The IRS was obviously working on the Rev Proc project at the time the TAM was considered by the National Office and this may have had an impact. The IRS may have felt compelled to take a somewhat harder line in a matter that would not factually have met all the technical requirements under the Rev Proc. This is understandable, given the generosity of the Rev Proc. However, since there has been no change in the law that prompted the Rev Proc, it would have been helpful for the IRS to clarify the substantive differences between the TAM and the factual setting of many pre-Rev Proc parking arrangements that have been in widespread use (not to mention the Rev Proc itself which by the end of May was presumably in its final stages). In any event the TAM is likely to be the subject of much discussion among practitioners, and IRS personnel will no doubt provide some clarification in future public forums and bar association meetings.

Conclusion

Despite the questions that most certainly will be raised concerning the TAM, Rev Proc 2000-37 provides much needed clarification and certainty to the area of like-kind exchanges. While the Rev Proc is not likely to please those who thought taxpayers should have maximum flexibility in designing build-to- suit exchanges, the Rev Proc is quite revolutionary in allowing a taxpayer to assume essentially all the risks and yet still treat the EAT as a principal in the transaction. In any event, the Rev Proc is likely to cause a sharp increase in the level of exchanges, which already has seen a significant upturn over the last few years.

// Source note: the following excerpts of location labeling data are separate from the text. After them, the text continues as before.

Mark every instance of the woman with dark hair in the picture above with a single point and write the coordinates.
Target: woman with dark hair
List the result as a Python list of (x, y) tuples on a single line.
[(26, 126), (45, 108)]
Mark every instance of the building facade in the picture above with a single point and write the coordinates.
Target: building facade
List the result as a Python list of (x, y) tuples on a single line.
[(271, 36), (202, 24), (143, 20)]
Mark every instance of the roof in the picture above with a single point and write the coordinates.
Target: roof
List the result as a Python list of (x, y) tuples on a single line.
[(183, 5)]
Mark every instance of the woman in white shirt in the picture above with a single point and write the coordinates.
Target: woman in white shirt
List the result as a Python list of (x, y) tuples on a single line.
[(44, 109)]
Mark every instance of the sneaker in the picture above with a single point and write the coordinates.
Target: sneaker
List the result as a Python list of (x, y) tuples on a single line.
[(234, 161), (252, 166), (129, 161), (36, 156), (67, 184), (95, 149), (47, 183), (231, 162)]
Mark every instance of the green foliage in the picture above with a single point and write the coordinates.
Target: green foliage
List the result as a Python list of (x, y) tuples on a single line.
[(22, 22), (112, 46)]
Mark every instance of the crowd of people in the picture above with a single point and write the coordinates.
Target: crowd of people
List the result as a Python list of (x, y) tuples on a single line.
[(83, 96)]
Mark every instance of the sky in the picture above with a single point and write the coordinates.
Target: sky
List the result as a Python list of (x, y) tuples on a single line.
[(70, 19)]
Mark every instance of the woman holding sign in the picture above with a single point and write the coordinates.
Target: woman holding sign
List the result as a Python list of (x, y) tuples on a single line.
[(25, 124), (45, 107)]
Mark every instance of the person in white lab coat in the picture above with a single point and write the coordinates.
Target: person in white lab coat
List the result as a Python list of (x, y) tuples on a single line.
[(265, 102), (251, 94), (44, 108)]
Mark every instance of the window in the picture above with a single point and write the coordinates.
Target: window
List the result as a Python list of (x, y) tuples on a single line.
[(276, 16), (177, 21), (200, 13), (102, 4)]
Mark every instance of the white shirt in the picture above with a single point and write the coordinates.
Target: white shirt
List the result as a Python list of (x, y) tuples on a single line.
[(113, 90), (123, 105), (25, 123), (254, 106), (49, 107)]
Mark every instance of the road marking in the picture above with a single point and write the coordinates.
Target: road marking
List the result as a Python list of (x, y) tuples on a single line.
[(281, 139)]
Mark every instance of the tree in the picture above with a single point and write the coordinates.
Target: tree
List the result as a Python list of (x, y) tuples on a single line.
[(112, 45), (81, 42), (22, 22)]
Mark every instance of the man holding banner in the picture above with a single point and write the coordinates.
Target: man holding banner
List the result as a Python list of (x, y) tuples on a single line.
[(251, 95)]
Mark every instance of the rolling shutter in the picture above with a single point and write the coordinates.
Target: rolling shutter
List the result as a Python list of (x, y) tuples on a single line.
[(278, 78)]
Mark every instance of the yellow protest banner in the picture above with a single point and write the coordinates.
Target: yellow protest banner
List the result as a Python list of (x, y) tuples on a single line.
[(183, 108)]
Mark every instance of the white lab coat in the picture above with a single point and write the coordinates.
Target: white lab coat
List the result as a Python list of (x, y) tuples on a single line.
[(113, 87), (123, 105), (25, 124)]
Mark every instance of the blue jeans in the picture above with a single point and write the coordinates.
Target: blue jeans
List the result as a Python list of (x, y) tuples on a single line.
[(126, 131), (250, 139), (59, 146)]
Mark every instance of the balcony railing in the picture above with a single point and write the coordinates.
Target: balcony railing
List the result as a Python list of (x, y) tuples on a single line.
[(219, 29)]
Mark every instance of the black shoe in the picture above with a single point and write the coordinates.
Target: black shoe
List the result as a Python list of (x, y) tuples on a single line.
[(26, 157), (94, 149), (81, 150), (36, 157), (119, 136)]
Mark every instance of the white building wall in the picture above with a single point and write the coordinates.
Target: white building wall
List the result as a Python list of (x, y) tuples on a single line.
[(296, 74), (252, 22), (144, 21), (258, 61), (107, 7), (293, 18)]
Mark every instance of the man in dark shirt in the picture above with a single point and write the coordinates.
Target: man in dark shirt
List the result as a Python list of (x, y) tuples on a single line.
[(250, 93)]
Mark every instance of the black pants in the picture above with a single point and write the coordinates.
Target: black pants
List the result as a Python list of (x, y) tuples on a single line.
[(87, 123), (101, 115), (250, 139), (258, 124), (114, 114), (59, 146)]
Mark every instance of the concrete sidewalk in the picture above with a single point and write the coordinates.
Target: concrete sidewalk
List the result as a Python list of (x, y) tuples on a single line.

FOOTNOTES_____________________

1. IRB 2000-40 (October 2, 2000)

2. T.D. 8346, 1991-1 CB 150, 151

3. 602 F.2d 1341 (9th Cir 1979). For a complete discussion and history of the Starker case, see Levine, 567-2nd T.M., "Taxfree Exchanges Under Section 1031", at A-37-A-38, (1997).

4. See, e.g., Rutherford v. Comr., T.C.. Memo 1978-505 (1978); Bezdjian v. Comr., 845 F2d 217 (9th Cir 1988); Lee v. Comr., T.C. Memo 1986-294 (1986).

5. "Report on the Application of Search7RH1031 to Reverse Exchanges", 21 J. of Real Estate Taxation 44 (Fall 1993).

6. Commissioner v. Court Holding Co, Inc., 324 US 331 (1945).

7. See Levine, supra at n.5

8. Query whether the reacquisition of the property must occur within 185 days or just that the put or call must be exercised within that time frame.

9. See the discussion on the TAM, infra.

10. See Levine, supra at n.5, p.48

11. See LTR 199911033 (December 18, 1998).

12. This TAM was not released to the public until September 29, 2000.